The results of our study showed that TFP treatment increased intracellular iron levels and MDA levels, markers of lipid peroxidation in oral cancer cells (Fig. 5A). In addition, the data in Figure 5A show that TFP induced significant lipid ROS accumulation as indicated by the increase in oxidized C11-BODIPY581/591 probe in oral cancers, indicating the induction of ferroptosis in TFP-treated oral cancers. Furthermore, we examined the expression of several proteins closely associated with the ferroptosis process in oral cancer cells following TFP treatment. Treatment with TFP significantly upregulated the expression levels of pro-ferroptotic proteins, such as FTH1 and NCOA4, while downregulating the expression levels of proteins that reverse ferroptosis, such as SLC7A11, GPX4 and Nrf2, in oral cancer cells (Fig. 5B). The TFP-induced increase in non-apoptotic cells, intracellular iron levels, and lipid ROS were attenuated significantly by co-treatment with the ferroptosis inhibitors Fer-1 or DFO in oral cancer cells (Fig. 5C-E). Further analysis showed that Fer-1 pretreatment altered NCOA4, FTH1, SLC7A11 and GPX4 expression in TFP-treated cells (Fig. 5F). As a result of these findings, it seems that TFP causes a form of cancer in oral cancer cells by inducing ferroptosis via the modulation of key proteins involved in that process, which leads to an accumulation of iron-dependent lipid peroxides and subsequent cell death.
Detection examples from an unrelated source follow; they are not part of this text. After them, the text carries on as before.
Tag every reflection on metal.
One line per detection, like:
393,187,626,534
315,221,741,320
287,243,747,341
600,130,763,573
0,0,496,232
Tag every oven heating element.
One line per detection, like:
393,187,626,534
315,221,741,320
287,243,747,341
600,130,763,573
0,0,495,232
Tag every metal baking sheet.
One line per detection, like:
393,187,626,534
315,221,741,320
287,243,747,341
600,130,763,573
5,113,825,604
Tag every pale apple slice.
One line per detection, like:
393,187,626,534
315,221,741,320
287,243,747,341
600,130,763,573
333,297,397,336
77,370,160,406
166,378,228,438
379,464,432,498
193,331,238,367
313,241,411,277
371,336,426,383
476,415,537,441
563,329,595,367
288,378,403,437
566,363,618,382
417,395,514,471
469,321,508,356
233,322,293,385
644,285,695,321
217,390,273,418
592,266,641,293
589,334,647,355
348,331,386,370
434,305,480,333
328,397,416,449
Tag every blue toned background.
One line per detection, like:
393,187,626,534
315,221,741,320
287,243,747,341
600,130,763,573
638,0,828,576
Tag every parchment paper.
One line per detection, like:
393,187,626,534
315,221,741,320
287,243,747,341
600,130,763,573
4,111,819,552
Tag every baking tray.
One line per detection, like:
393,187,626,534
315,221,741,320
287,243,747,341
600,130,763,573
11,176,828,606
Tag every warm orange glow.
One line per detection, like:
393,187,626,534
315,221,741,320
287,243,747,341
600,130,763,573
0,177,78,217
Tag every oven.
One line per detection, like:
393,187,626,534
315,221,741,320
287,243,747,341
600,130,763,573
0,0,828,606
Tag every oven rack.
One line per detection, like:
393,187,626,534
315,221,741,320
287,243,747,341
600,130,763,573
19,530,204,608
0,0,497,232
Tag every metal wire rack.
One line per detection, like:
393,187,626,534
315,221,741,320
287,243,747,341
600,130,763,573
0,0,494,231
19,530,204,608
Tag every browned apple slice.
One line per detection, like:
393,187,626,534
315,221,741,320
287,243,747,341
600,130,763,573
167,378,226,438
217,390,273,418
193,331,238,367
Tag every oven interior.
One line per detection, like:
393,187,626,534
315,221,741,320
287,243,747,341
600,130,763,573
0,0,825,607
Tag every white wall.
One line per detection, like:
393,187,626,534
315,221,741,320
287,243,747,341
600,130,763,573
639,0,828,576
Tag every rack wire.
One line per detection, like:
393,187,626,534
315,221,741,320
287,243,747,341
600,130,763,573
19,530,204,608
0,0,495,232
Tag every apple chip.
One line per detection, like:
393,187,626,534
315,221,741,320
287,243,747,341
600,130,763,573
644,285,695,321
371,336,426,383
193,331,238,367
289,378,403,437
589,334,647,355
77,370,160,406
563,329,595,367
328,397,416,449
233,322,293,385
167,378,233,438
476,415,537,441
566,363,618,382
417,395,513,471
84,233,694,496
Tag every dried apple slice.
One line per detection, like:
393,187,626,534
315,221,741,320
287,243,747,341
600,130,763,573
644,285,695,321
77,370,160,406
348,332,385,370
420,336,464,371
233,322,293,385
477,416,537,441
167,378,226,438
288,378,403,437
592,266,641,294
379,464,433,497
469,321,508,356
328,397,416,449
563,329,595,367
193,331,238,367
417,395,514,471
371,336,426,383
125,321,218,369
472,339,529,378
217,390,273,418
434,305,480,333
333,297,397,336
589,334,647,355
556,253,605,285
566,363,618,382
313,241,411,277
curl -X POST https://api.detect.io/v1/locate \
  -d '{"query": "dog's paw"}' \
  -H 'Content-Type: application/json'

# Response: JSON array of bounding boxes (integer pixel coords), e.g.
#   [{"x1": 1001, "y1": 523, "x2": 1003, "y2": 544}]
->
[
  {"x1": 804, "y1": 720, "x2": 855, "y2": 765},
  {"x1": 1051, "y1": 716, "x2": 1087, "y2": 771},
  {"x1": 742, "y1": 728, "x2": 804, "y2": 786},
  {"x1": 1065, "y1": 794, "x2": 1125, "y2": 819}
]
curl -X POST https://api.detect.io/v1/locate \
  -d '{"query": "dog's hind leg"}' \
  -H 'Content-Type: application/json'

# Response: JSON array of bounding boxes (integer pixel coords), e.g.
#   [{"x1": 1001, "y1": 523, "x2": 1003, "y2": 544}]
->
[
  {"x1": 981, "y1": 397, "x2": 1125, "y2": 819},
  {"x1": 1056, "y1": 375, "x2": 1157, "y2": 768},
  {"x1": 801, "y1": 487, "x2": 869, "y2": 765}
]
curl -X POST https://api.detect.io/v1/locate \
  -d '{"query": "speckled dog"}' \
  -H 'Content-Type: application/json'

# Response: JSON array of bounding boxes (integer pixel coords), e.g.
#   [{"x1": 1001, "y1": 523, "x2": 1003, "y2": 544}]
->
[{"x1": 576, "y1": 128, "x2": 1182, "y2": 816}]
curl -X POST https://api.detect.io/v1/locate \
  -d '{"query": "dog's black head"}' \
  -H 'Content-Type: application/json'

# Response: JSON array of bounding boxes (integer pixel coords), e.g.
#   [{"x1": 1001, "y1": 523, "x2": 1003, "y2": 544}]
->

Pretreatment with the autophagy inhibitor 3-MA attenuated the TFP-induced elevation in intracellular iron and MDA levels in oral cancer cells (Fig. 6A). The reduced expression of pro-ferroptotic proteins, NCOA4 and FTH1, as well as the increased expression of anti-ferroptotic proteins, SLC7A11 and GPX4, was also observed during 3-MA pretreatment (Fig. 6B). These findings suggest that TFP induces autophagy-mediated ferroptosis in oral cancer cells.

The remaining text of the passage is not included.